Creating a Data Science Portfolio

Getting a job as a data scientist is becoming more and more difficult. After Data Science has been dubbed the “sexiest job of the 21st century” many jumped on the bandwagon and started looking for a job in the field.

Now, the data science job market is quite saturated for juniors fresh out of college. Vacancies attract hundreds of junior data scientists and sometimes even senior data scientists.

Contradictory requirements in data science job postings make life difficult for entry-level applicants

The question is, what can you do to separate yourself from the hundreds of applicants?

Although there are many ways to do so, like additional internships, courses, MOOCs, etc., the one thing that has helped me out tremendously is creating a portfolio.

Building a data science portfolio has two goals. First, it allows you to demonstrate your technical expertise to a hiring manager. This is especially helpful if you are new to the field. Second, actively building a portfolio is a great learning opportunity. You will need to spend time on building algorithms, deploy solutions, and communicating results in a meaningful manner.

This article will give you my view on the question:

“What is necessary to create a solid data science portfolio?”

A data science portfolio can contain many things but typically revolve around the things that you, the data science professional, have created. Examples are building an algorithm from scratch, researching new methods, doing meaningful analyses, etc.

A few examples of my projects. A full overview can be found on https://www.maartengrootendorst.com/projects/ or on https://github.com/MaartenGr/projects

It also allows you to demonstrate the expertise that you did not develop in your past work experience but did focus on in personal projects.

This also means that a portfolio is not a tool primarily used to make up for gaps in work experience.
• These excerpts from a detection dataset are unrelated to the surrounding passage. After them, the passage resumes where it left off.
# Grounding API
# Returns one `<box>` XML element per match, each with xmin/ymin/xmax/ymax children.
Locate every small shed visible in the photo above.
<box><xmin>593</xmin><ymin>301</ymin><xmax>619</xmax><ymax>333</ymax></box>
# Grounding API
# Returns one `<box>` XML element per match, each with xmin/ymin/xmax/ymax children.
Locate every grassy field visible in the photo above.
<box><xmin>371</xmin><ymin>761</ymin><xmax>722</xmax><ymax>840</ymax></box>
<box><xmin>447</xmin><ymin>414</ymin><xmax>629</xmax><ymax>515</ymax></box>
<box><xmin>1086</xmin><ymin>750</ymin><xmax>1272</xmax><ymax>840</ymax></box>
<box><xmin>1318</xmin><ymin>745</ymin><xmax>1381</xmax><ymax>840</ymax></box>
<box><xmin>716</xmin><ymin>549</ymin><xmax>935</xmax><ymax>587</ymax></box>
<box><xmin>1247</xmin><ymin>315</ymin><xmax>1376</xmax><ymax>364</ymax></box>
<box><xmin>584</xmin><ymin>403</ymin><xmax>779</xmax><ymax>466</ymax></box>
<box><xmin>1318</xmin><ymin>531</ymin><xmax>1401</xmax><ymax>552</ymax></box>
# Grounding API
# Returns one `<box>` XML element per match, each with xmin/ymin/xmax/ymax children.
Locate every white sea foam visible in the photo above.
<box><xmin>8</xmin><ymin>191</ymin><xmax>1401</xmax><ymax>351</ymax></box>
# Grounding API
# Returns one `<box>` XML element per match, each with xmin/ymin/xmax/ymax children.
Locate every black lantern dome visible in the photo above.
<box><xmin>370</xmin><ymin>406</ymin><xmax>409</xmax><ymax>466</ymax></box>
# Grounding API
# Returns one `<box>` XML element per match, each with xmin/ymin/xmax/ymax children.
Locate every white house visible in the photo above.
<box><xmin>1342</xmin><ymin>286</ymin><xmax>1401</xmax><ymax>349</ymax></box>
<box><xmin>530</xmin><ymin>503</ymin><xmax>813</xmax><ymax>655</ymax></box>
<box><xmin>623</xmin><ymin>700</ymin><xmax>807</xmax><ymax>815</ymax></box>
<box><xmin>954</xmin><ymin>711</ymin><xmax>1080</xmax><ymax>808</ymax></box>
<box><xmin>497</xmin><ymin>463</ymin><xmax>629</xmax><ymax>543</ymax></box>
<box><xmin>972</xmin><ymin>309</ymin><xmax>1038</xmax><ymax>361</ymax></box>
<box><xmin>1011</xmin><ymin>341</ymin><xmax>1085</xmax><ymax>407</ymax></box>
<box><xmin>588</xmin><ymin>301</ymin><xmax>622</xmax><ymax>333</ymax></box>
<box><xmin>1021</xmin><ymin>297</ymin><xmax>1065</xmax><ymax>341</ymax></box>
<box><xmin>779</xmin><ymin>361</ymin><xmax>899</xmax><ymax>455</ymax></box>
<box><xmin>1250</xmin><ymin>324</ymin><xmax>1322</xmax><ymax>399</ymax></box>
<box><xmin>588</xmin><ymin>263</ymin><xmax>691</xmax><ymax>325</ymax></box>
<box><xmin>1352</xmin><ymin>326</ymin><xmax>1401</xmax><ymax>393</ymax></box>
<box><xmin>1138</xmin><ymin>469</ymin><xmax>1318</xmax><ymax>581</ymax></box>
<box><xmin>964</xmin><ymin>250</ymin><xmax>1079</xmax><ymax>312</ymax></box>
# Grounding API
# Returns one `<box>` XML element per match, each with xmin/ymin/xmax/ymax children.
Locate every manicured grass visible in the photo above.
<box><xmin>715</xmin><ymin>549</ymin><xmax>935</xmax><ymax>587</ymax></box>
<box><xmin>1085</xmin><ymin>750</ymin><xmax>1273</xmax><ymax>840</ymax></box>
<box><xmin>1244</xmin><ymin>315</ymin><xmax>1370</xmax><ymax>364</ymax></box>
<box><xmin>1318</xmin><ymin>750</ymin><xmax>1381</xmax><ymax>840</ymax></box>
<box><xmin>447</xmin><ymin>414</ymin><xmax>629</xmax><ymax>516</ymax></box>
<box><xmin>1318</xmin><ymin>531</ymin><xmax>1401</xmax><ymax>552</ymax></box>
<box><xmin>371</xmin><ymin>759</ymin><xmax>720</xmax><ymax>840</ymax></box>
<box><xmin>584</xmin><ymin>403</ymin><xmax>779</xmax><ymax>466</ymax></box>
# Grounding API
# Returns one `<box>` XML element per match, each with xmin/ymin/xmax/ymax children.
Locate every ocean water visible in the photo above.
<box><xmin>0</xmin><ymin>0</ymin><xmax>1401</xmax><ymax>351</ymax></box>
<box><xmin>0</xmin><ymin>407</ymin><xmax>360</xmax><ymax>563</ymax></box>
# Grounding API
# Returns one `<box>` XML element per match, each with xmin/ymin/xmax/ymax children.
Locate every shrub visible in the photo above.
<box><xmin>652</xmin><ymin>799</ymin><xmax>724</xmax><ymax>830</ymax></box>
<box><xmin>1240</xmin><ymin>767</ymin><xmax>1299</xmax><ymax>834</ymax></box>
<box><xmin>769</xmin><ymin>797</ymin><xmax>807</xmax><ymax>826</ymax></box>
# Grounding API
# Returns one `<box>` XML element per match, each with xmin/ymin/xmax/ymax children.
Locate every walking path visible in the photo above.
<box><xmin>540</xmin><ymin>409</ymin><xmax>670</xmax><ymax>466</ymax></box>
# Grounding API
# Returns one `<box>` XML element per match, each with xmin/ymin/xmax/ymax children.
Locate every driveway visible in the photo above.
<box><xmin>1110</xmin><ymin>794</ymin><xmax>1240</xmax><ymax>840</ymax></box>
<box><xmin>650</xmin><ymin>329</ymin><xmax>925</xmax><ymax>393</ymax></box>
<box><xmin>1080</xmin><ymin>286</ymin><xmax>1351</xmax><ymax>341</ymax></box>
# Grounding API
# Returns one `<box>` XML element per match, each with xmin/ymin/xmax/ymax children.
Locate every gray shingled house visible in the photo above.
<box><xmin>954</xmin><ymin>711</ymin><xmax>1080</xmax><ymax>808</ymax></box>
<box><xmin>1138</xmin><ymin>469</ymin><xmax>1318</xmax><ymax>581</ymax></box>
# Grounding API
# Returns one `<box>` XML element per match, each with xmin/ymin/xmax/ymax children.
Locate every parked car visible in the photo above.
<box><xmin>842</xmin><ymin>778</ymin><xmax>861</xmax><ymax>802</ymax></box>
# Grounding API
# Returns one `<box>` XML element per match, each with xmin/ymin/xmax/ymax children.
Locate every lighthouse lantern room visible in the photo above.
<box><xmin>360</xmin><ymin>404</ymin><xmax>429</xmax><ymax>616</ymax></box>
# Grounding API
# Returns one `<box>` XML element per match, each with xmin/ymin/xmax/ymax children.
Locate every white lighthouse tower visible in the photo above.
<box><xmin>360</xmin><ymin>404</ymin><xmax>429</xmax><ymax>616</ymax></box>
It can also help you get an edge in the more sought-out positions in the field.

When building your portfolio, it is my belief that a person benefits greatly from focusing on developing a T-shaped profile:

The T-shaped profile represents two things. First, the horizontal bar represents generalistic skills. A Data Scientist should have basic knowledge of statistics, programming, deployment, business, etc. Second, the vertical bar represents a specialized skill. This can be a focus on NLP, Computer Vision, Time Series, etc.

In other words, although a Data Scientist can focus on specializing in one specific field, the basics should not be ignored. Finding a balance between these two should help you both career-wise and in personal development.

1. Creating your Projects

The fundament of a portfolio consists of a number of projects. These projects can make or break your portfolio as they are the face of your work.

Thus, these projects should be selected carefully and need to communicate a number of things: quality of analyses, communication skills, code quality, business relevance, etc.

Having another Titanic analysis is not going to separate you from the pack.

Here, I will go through these aspects and demonstrate how I would approach them in my portfolio if I were to create a new one.

The idea

When creating a project I would advise not starting from a dataset but from an idea. Analyzing without a purpose is typically meaningless and should be prevented as much as possible.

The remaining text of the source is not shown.